Die Vorbereitung und Planung effektiver Gespräche erfordert analytische Fähigkeiten, Fingerspitzengefühl und ein breitgefächerstes rhetorisches Instrumentarium. In den Berufsausbildungen und Studiengängen wird dies in den seltensten Fällen vermittelt, so dass für Führungskräfte eine branchenunabhängige, arbeitspsychologische Auseinandersetzung mit Fragen der Kommunikation sowie das Erlangen, Erweitern und Einüben rhetorischen Repertoires als Ergänzung zur Fachkompetenz und Managementfähigkeiten unverzichtbar ist.

Viva Fialka und Michael Fischer
Führungskräftetrainer/in und -Coachs

Als Führungskraft brauchen Sie das Vertrauen Ihrer Mitarbeiter, denn gegenseitiges Vertrauen bildet die Basis für eine gute und effektive Zusammenarbeit, die hohe Motivation und Leistungen ermöglicht. Berechenbarkeit und Zuverlässigkeit gelten hierfür als notwendige Voraussetzungen. Ihre Mitarbeiter müssen Sie in Ihrem Verhalten einschätzen können und sicher sein, dass Ihr Verhalten stabil ist. Die häufigsten Mitarbeitergespräche werden in betrieblichen Alltagssituationen geführt und sind damit das Instrument für vertrauensvolle Zusammenarbeit.

Häufig werden sie für Routineangelegenheiten eingesetzt, entstehen spontan, finden am Arbeitsplatz der Mitarbeiter statt, sind von kurzer Dauer und nicht formalisiert.

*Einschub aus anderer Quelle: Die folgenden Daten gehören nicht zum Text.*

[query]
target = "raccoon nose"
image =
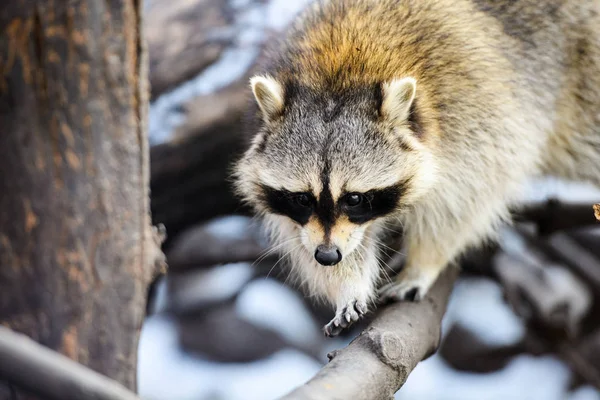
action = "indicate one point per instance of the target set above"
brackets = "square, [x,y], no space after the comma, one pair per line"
[326,255]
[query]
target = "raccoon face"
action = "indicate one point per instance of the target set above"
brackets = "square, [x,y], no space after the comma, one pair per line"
[328,168]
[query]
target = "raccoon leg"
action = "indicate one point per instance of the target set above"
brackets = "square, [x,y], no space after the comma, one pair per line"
[345,317]
[355,288]
[422,269]
[412,284]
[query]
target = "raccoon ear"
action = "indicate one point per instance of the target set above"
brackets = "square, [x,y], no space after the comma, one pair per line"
[398,96]
[269,96]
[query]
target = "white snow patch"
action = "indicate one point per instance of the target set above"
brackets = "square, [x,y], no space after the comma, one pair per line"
[585,393]
[165,116]
[477,304]
[216,284]
[166,373]
[280,13]
[270,304]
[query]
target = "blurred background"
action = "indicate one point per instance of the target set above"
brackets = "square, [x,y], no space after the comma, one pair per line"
[523,320]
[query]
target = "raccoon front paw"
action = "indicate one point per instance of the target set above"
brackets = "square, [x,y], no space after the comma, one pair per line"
[345,317]
[411,285]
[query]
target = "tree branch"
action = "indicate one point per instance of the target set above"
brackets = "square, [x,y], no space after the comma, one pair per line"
[50,375]
[377,363]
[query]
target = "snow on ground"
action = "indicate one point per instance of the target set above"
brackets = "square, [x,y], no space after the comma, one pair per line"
[167,373]
[252,21]
[286,315]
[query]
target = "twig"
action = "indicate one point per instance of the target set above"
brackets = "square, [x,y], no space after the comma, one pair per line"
[377,363]
[51,375]
[553,215]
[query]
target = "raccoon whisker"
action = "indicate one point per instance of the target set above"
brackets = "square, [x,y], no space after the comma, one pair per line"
[380,243]
[272,250]
[387,276]
[281,258]
[387,228]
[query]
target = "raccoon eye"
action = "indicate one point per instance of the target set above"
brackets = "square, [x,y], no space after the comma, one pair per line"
[302,199]
[354,199]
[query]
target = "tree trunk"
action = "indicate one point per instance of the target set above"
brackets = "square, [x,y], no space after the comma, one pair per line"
[76,246]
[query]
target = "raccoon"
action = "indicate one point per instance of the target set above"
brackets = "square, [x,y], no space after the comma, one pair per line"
[429,115]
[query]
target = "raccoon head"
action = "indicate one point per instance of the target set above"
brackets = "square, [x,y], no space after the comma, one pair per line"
[328,166]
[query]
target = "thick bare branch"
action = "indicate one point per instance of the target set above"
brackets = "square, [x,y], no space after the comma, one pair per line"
[51,375]
[377,363]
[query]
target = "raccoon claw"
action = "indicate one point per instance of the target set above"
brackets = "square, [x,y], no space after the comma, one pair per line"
[406,289]
[345,317]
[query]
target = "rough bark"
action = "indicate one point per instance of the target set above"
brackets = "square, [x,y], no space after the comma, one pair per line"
[76,249]
[377,363]
[51,375]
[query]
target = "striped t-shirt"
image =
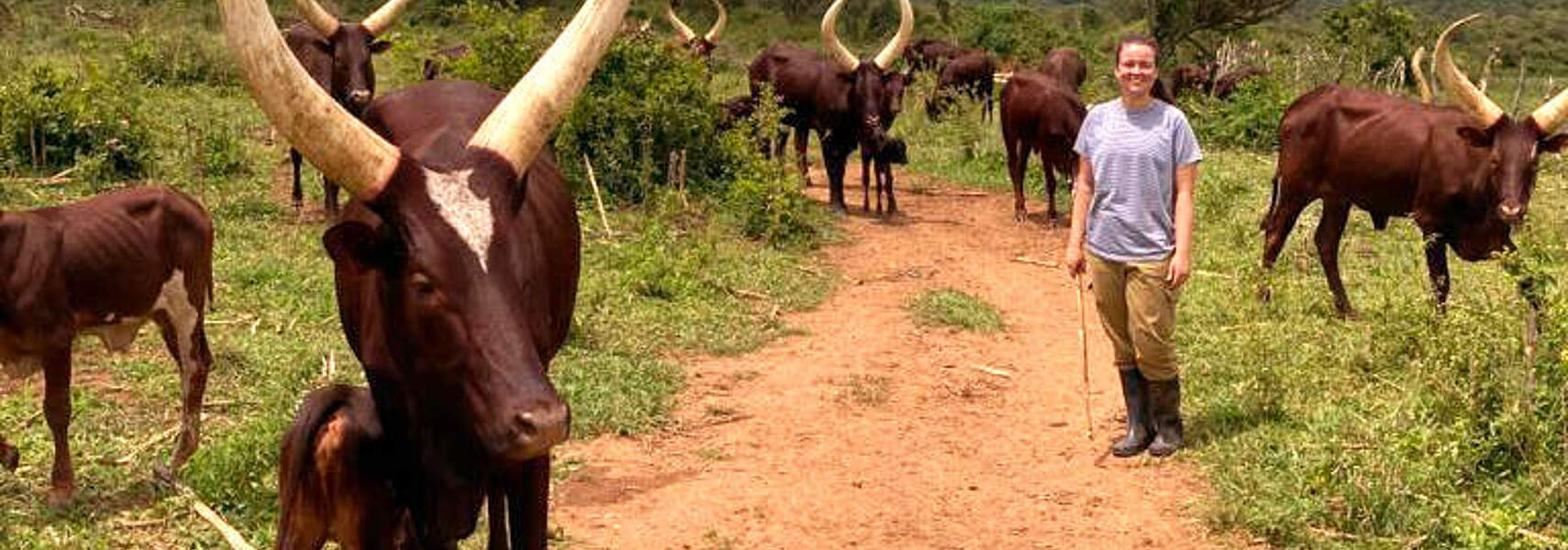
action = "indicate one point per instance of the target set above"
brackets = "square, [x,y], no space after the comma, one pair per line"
[1134,156]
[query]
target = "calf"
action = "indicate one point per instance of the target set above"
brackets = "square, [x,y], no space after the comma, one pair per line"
[335,477]
[105,267]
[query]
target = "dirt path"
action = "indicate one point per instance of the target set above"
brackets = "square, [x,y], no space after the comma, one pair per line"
[874,433]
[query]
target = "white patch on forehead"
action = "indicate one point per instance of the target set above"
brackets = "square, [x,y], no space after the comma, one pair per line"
[465,210]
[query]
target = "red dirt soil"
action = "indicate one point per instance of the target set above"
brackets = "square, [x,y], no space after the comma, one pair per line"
[870,431]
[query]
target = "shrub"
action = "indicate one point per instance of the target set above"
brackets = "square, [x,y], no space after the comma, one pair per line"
[53,119]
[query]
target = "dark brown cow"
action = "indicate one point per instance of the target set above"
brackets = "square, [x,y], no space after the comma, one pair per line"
[1463,174]
[701,46]
[335,477]
[437,61]
[457,265]
[843,97]
[337,57]
[1040,115]
[929,53]
[1066,66]
[105,267]
[969,75]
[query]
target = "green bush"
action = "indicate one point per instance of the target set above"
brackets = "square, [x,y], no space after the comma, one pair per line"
[53,119]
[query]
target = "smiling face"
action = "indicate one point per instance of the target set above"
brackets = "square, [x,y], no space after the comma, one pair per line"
[1135,70]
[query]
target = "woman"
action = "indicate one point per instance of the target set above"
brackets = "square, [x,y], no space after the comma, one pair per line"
[1132,210]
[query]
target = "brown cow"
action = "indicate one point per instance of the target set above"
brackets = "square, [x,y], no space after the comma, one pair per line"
[337,55]
[105,267]
[457,265]
[969,75]
[1040,115]
[843,97]
[335,477]
[700,46]
[1066,66]
[1463,174]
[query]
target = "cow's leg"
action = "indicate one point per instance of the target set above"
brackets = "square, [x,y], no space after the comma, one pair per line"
[529,505]
[1329,232]
[866,179]
[298,193]
[179,320]
[329,203]
[1016,167]
[1438,267]
[57,412]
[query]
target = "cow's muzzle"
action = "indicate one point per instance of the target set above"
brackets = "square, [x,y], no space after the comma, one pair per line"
[535,430]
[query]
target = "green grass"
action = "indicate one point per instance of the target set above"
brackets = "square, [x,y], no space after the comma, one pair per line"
[955,309]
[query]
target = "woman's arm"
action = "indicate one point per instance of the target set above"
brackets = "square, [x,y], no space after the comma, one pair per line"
[1082,192]
[1181,262]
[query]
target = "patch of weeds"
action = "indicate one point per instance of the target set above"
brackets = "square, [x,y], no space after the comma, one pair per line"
[955,309]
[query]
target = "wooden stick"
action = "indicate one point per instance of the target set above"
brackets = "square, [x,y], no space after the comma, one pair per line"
[1088,417]
[598,201]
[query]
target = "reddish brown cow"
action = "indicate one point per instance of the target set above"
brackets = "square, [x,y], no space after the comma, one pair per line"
[335,477]
[1040,115]
[701,46]
[969,75]
[1463,174]
[1066,66]
[337,57]
[105,267]
[847,101]
[457,265]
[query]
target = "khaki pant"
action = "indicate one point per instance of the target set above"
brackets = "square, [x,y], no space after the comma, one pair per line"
[1137,307]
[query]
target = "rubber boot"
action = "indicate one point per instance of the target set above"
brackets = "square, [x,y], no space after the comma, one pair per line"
[1165,410]
[1139,436]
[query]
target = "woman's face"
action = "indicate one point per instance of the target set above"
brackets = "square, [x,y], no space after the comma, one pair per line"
[1135,71]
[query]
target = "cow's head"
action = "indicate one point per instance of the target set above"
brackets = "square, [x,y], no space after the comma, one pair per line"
[443,267]
[1514,148]
[701,46]
[869,79]
[351,46]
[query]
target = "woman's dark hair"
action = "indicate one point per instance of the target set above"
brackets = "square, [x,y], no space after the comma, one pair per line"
[1159,85]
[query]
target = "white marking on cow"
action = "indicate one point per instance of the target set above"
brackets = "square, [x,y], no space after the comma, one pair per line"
[465,210]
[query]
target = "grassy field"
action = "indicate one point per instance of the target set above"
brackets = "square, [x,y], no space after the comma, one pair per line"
[1404,428]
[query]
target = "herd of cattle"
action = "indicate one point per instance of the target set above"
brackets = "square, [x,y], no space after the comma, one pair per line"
[457,258]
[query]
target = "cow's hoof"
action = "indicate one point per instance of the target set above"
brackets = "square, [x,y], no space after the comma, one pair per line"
[10,458]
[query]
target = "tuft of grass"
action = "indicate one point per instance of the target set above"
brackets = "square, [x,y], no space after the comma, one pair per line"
[955,309]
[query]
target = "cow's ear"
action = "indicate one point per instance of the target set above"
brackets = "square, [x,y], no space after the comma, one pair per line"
[1474,137]
[1554,143]
[357,247]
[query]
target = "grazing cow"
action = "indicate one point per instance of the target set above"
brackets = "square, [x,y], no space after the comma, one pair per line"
[1463,174]
[335,477]
[843,97]
[457,265]
[1040,115]
[437,61]
[700,46]
[967,74]
[1066,66]
[929,53]
[337,57]
[105,267]
[894,152]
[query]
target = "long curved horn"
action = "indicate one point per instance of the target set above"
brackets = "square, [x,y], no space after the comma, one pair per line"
[318,17]
[1464,93]
[1421,75]
[519,126]
[384,16]
[830,38]
[675,21]
[894,48]
[719,24]
[342,148]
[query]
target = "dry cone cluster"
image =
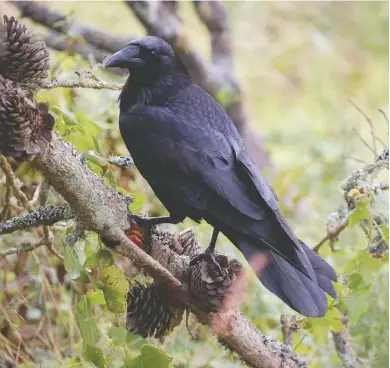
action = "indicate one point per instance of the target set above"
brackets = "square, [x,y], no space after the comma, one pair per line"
[25,126]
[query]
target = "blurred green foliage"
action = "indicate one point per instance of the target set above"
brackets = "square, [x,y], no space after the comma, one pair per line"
[299,65]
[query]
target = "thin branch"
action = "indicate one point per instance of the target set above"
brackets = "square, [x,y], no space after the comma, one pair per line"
[289,325]
[106,214]
[122,162]
[11,179]
[331,236]
[354,159]
[386,120]
[42,216]
[25,247]
[364,142]
[216,78]
[343,344]
[60,42]
[6,208]
[93,84]
[369,121]
[61,23]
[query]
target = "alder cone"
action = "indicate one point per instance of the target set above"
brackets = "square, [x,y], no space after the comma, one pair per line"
[209,284]
[22,60]
[25,127]
[150,312]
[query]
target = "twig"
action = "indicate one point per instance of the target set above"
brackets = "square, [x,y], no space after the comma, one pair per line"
[355,159]
[343,344]
[386,120]
[219,77]
[6,208]
[364,142]
[369,121]
[331,236]
[289,325]
[60,42]
[11,180]
[106,214]
[42,216]
[93,84]
[61,23]
[25,247]
[122,162]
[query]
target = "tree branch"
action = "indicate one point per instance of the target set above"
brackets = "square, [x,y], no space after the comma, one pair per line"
[63,24]
[82,83]
[11,180]
[25,247]
[218,78]
[106,213]
[42,216]
[343,344]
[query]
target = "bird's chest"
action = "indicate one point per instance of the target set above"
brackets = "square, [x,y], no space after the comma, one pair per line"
[144,140]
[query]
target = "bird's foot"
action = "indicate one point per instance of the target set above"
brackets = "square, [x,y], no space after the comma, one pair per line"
[149,222]
[209,256]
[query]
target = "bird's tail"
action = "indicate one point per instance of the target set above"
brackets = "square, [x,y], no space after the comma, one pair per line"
[303,294]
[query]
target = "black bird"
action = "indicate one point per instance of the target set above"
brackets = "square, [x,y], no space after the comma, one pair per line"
[188,149]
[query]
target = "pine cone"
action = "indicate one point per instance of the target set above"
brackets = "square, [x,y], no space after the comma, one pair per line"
[150,311]
[21,60]
[209,285]
[189,244]
[25,127]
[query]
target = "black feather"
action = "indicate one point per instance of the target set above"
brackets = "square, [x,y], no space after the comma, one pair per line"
[188,149]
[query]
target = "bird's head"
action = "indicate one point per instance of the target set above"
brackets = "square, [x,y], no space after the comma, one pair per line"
[150,55]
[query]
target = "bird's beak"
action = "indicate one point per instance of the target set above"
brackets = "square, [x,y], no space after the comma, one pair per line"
[125,58]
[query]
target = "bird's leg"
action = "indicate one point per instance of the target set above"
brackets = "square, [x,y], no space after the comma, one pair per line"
[147,224]
[209,252]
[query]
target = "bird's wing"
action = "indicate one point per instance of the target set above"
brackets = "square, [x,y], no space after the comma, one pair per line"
[195,141]
[176,143]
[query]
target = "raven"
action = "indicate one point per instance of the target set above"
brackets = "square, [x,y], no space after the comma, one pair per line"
[188,149]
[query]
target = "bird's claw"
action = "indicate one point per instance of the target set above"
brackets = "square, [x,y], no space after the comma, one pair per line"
[208,256]
[140,220]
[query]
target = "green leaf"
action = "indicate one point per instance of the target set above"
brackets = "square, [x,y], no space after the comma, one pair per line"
[138,203]
[118,335]
[74,259]
[96,158]
[96,297]
[355,280]
[104,256]
[109,176]
[94,355]
[361,212]
[98,146]
[87,323]
[150,357]
[333,317]
[83,278]
[385,230]
[68,117]
[115,287]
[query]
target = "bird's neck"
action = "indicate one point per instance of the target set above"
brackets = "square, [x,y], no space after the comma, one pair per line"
[141,90]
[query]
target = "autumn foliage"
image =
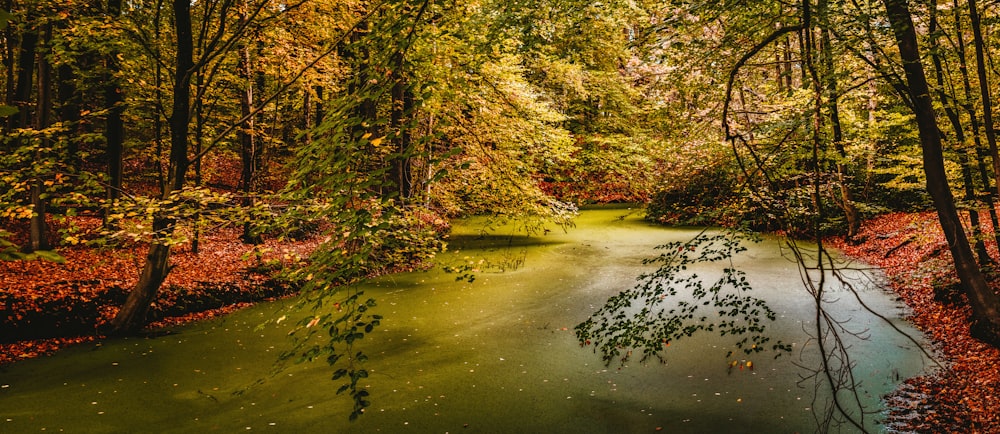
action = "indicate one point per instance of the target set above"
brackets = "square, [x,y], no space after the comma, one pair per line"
[45,305]
[961,397]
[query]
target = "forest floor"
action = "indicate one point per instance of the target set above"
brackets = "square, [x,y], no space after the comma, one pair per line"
[68,302]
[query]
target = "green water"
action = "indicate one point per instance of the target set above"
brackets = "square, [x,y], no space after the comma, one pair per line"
[497,355]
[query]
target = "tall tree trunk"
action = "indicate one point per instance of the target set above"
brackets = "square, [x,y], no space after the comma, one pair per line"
[951,112]
[9,53]
[963,67]
[851,213]
[38,229]
[985,303]
[114,128]
[25,77]
[249,155]
[402,105]
[132,315]
[984,87]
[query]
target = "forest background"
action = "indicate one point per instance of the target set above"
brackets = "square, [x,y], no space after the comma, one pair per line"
[295,146]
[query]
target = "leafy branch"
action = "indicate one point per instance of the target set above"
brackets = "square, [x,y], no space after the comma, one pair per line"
[674,302]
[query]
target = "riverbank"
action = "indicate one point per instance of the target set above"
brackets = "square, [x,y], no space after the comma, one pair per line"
[909,247]
[46,306]
[912,251]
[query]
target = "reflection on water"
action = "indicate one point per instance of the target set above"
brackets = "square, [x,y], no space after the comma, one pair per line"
[496,355]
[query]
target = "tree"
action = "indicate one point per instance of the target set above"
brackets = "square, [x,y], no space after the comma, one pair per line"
[985,303]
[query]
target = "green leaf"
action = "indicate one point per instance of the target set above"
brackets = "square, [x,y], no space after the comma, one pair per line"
[6,110]
[49,255]
[5,18]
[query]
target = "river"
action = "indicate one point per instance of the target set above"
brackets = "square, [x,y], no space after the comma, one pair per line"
[495,355]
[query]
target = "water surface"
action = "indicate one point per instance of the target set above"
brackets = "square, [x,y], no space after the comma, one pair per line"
[497,355]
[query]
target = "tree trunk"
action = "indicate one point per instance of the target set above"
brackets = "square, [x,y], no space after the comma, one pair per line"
[984,302]
[952,114]
[851,214]
[984,87]
[38,229]
[402,105]
[114,128]
[963,68]
[133,313]
[25,75]
[249,155]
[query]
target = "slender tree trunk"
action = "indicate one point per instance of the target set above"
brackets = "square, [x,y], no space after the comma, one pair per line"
[851,213]
[402,105]
[249,155]
[38,229]
[984,87]
[9,53]
[25,76]
[963,67]
[985,303]
[953,117]
[114,128]
[133,314]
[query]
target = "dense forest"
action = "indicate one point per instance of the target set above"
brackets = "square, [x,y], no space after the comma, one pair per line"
[354,131]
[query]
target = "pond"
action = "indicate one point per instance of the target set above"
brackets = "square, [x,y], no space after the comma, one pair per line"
[495,355]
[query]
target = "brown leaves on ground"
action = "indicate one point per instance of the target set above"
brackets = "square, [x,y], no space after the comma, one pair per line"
[227,272]
[962,398]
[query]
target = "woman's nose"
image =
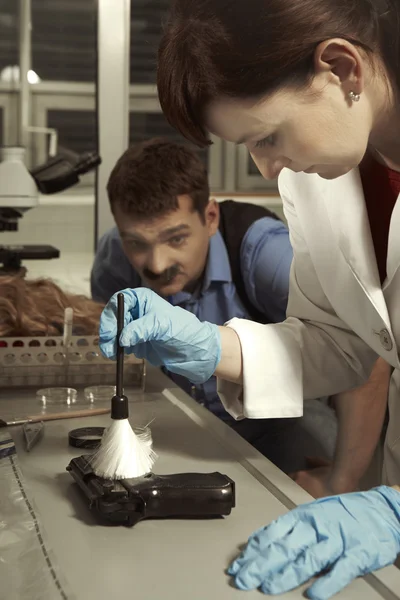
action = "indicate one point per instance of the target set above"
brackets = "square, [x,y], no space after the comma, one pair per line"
[269,168]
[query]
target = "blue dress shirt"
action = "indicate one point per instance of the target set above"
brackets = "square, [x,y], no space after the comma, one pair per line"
[266,256]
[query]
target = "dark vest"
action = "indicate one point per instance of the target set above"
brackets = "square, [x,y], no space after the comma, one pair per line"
[235,220]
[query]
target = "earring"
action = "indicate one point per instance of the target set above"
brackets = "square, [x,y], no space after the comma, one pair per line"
[354,97]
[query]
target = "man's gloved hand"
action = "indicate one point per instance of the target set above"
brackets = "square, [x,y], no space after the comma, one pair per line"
[162,334]
[351,534]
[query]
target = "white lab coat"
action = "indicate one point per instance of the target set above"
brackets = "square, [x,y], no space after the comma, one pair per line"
[339,316]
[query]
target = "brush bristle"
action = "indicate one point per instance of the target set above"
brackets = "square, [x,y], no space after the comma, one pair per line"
[123,454]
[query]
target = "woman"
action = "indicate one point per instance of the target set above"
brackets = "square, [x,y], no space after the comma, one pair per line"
[311,87]
[36,308]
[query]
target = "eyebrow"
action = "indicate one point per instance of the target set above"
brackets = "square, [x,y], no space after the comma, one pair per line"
[242,140]
[166,233]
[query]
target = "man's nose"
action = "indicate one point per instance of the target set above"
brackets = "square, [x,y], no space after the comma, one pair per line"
[157,261]
[269,168]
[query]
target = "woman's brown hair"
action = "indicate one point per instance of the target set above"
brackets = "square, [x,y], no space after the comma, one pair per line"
[250,48]
[36,308]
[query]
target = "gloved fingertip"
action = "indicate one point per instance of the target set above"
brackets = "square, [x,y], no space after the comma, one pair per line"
[108,350]
[233,568]
[310,593]
[241,585]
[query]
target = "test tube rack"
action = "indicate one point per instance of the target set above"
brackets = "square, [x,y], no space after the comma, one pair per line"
[46,362]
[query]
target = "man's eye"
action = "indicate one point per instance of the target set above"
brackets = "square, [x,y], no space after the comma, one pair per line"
[178,240]
[135,245]
[268,141]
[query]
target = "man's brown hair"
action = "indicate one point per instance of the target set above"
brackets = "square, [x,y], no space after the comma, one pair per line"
[149,177]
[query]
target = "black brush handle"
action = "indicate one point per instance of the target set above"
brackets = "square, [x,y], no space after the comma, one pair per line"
[119,402]
[120,350]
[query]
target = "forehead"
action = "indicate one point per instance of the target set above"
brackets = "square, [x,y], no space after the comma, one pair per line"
[233,120]
[184,215]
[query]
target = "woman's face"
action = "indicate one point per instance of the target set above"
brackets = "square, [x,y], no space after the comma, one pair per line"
[318,129]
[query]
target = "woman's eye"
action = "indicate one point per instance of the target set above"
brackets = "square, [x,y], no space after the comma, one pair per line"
[268,141]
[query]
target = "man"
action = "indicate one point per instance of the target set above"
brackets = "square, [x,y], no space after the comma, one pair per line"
[218,261]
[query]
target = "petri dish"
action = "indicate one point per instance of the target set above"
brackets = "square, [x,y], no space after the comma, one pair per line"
[57,395]
[99,393]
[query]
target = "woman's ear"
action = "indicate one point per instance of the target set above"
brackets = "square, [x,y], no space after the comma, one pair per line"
[341,61]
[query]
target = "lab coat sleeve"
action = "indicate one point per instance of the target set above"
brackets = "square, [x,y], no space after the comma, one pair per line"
[311,354]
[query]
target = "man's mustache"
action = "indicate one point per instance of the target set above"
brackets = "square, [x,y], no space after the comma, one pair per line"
[164,277]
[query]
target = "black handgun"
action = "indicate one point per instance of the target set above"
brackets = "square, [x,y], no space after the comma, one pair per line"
[128,501]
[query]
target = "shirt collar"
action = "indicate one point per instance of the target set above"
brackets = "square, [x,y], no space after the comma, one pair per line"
[217,269]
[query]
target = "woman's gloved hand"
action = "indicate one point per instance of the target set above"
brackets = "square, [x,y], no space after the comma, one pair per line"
[351,535]
[162,334]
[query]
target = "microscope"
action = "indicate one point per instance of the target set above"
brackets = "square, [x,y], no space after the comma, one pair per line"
[19,192]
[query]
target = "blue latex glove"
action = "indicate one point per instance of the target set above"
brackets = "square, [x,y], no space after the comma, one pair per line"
[162,334]
[351,534]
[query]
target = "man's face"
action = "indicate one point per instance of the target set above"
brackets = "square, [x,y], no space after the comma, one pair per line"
[169,252]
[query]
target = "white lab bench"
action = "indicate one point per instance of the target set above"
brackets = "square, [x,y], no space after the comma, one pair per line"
[160,559]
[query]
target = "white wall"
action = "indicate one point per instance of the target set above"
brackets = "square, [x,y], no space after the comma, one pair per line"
[66,221]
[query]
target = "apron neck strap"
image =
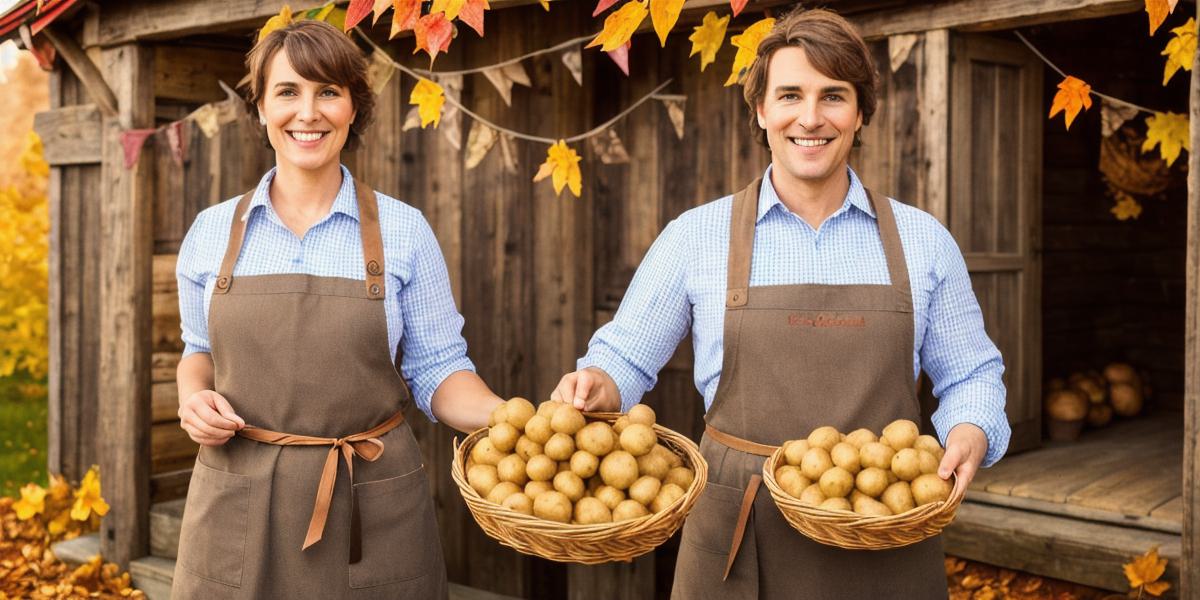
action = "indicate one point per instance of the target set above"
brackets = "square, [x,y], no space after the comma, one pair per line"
[369,229]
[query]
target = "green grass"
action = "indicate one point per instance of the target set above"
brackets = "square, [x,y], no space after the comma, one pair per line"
[22,433]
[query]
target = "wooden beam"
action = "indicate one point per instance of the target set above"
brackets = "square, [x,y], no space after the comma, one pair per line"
[125,262]
[985,15]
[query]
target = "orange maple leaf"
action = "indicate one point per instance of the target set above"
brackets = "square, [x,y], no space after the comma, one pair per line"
[1073,96]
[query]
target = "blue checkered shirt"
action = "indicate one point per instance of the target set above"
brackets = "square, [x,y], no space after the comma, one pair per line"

Sie können, bezogen auf Ihre unterschiedliche Zielrichtung, in drei Kategorien unterteilt werden:

  •     Steuerung von Betriebsabläufen
  •     Mitteilen von Kontrollergebnissen und
  •     Kontakt- und Beziehungspflege.

Feedbackgespräche gehören zu den wichtigsten Führungsinstrumenten. Die Anlässe können sich sehr vielfältig gestalten. Mitarbeiter sollen durch sie von der Führungskraft eine Einschätzung der eigenen Person und Leistung erhalten. Darauf aufbauend werden gemeinsam Maßnahmen zur weiteren Entwicklung des Mitarbeiters vereinbart. Letztendlich geht es um das gemeinsame Gespräch und den Austausch der subjektiven Eindrücke bezüglich Leistung und Entwicklungspotenzial.

Die Art und Weise der Durchführung entscheidet letztlich darüber, ob Feedbackgespräche als glaubwürdig und authentisch empfunden und angenommen werden. In einem konstruktiven Feedbackgespräch erkennt der Mitarbeiter Kritik auch als Entwicklungschance und entwickelt mit Unterstützung der Führungskraft klare Veränderungsziele für seine Zukunft. Diese werden verbindlich vereinbart und in weiteren Gesprächen überprüft.